Notice the line number 6. It is one of the most important part. We have created a new thread but what would the thread do? Line number 6 defines which task to perform. We have addressed a file named worker.js. Let's take a look at that file.

const { isMainThread, parentPort } = require('worker_threads');

if (!isMainThread) {
	parentPort.on('message', (data) => {
    	// 'data' contains the payload sent by main thread
        const parsedJSON = JSON.parse(data);
        
        // Send data back to main thread
        parentPort.postMessage(parsedJSON);
    }
}
worker.js

Unlike the main thread, we are now checking if we are in worker threads. If yes then listen to the message event. Notice the usage of parentPort. It is the bridge between main thread and worker thread. The message event callback will get executed when the worker thread receives any message/data from main thread.

If you notice the above app.js and worker.js file carefully then you will see we are not sending any data to worker thread yet. To send a message or some data to worker thread, from main thread we have to use postMessage function like this worker.postMessage(payload). So finally, the main.js file would look like this.

const { Worker, isMainThread } = require('worker_threads');

let worker;
if (isMainThread) {
    worker = new Worker(__dirname + '/worker.js');
    
    worker.on('message', (data) => {
      // 'data' contains the parsed JSON sent by worker thread
      // Do something with data
    });
    
    worker.on('error', (error) => {
      // Logging error caused by worker thread
      console.log(error.message);
    });
    
    worker.on('exit', (code) => {
        if (code !== 0)
            throw new Error(`Worker stopped with exit code ${code}`);
        else
            logger.info('Worker stopped ' + code);
    });
}

// Assume we have an endpoint that receive a JSON formated data as file
app.post('/upload', multer({...}).singe('data'), (req, res) => {
    // Read file sent by user
	fs.readFile(req.file, (data) => {
        // Send the data to worker thread
    	worker.postMessage(data);

        res.send('We are processing your file.');
    });
});
main.js

Full data flow

Let's assume our app has a REST endpoint that receives a file. The file contains texts in valid JSON format that we will parse and do some processing later. In our final main.js file, first we are reading the file and then sending the data to our worker thread (main.js, line 30). This data is received by the worker thread (worker.js, line 4) and message event gets executed. Worker thread runs the JSON.parse() and sends the data back to main thread (worker.js, line 9). When main thread receives the parsed JSON data the message event gets emitted and it's callback gets executed (main.js, line 7). There you have your parsed JSON data. Do the necessary processing now.

Gotcha

From Node's official documentation:

In actual practice, use a pool of Workers instead for these kinds of tasks. Otherwise, the overhead of creating Workers would likely exceed their benefit.

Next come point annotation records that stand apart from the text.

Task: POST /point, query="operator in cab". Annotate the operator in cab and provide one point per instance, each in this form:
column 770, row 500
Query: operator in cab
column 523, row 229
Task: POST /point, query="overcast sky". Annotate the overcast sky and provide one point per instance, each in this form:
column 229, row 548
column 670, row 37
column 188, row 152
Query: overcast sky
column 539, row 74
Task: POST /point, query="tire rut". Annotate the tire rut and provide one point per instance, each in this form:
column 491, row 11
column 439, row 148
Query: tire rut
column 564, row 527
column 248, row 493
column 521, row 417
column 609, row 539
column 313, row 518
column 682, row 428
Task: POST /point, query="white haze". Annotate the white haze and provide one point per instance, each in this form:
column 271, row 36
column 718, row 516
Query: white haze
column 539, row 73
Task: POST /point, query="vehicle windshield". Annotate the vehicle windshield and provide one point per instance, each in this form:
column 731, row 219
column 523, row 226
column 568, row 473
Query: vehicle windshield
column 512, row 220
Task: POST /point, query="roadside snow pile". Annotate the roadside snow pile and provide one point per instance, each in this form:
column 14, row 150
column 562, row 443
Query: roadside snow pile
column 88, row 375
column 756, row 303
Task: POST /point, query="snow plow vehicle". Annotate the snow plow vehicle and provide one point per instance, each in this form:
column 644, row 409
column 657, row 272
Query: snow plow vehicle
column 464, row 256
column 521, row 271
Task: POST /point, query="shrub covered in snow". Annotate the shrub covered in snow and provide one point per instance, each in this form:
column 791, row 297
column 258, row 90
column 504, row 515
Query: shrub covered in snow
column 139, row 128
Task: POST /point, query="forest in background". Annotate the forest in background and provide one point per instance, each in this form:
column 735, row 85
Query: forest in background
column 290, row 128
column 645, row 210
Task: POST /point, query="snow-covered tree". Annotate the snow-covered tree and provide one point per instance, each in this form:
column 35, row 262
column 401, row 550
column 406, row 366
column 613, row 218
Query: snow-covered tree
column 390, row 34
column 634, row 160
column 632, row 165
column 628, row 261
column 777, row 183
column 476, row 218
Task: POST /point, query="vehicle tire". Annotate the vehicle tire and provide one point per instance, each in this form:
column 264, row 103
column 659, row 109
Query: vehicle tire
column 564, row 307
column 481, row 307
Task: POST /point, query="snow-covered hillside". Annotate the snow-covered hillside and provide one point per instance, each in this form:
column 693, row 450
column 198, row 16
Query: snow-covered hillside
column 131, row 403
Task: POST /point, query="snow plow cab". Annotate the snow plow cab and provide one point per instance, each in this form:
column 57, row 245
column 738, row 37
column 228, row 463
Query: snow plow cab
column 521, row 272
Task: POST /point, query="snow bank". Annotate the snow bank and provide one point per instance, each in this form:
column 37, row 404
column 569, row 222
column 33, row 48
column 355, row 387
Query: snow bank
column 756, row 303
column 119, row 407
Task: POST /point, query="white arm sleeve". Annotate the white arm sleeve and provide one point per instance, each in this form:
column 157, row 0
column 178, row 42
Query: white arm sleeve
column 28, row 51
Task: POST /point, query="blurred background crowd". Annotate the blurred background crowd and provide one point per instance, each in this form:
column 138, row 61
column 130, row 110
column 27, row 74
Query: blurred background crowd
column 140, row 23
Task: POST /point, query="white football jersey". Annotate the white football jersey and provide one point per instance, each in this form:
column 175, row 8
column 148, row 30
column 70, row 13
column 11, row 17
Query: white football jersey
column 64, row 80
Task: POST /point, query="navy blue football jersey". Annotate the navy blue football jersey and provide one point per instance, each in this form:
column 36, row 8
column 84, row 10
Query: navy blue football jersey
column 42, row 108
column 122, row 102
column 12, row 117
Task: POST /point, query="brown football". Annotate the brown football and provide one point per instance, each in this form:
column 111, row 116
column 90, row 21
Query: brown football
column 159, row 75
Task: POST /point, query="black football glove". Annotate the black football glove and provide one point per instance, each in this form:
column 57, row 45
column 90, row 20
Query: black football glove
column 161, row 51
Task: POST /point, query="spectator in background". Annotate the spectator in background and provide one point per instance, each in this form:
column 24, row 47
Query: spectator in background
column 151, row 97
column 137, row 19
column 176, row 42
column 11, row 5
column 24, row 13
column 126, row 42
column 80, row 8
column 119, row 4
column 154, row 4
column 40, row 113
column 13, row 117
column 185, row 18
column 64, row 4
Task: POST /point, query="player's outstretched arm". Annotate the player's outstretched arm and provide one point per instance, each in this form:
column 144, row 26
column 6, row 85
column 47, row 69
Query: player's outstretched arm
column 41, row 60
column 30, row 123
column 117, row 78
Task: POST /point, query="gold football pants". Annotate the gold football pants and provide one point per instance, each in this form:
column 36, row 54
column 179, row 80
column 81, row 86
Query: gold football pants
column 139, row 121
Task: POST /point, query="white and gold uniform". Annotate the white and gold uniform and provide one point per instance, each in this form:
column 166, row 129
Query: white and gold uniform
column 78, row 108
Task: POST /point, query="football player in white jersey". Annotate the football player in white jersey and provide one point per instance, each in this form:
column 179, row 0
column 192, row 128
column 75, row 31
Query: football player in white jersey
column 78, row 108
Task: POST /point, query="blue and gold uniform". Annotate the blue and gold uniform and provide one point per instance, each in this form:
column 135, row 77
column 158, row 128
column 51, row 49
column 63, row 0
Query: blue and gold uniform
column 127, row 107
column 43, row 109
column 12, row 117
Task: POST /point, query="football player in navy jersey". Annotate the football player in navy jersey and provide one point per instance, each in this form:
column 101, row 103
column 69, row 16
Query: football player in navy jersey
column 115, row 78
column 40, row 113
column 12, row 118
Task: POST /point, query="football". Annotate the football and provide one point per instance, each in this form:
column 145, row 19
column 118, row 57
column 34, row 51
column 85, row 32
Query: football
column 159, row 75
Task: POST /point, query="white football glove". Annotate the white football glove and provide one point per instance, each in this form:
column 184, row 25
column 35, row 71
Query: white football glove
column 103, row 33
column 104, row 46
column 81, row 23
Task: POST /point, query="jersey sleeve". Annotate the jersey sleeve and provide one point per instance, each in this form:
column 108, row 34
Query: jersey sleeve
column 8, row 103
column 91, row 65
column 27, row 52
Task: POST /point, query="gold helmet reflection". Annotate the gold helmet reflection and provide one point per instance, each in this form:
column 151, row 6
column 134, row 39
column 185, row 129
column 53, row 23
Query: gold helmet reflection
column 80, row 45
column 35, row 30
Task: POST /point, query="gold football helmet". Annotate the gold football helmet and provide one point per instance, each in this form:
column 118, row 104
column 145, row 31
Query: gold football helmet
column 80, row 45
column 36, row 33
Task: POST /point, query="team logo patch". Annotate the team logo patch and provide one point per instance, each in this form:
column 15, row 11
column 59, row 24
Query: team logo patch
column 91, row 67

When you transfer data from a worker thread to the main thread, the data gets copied. To prevent copy of the data you have to use either ArrayBuffer or SharedArrayBuffer. So in our case, when we transfer parsed JSON from worker thread to main thread it gets copied (NodeJS implicitly stringify the data from worker and send it to main thread and then call parse again). Which means, we do not get any benefit!

Conclusion

Since I was not getting any benefit from worker_threads, I had to stick with BFJ. The main use of worker threads is to enable the use of threads in NodeJS so that user can perform CPU-intensive JavaScript operations. Worker threads will not help that much with I/O intensive work. NodeJS's default non-blocking I/O is more efficient in that case.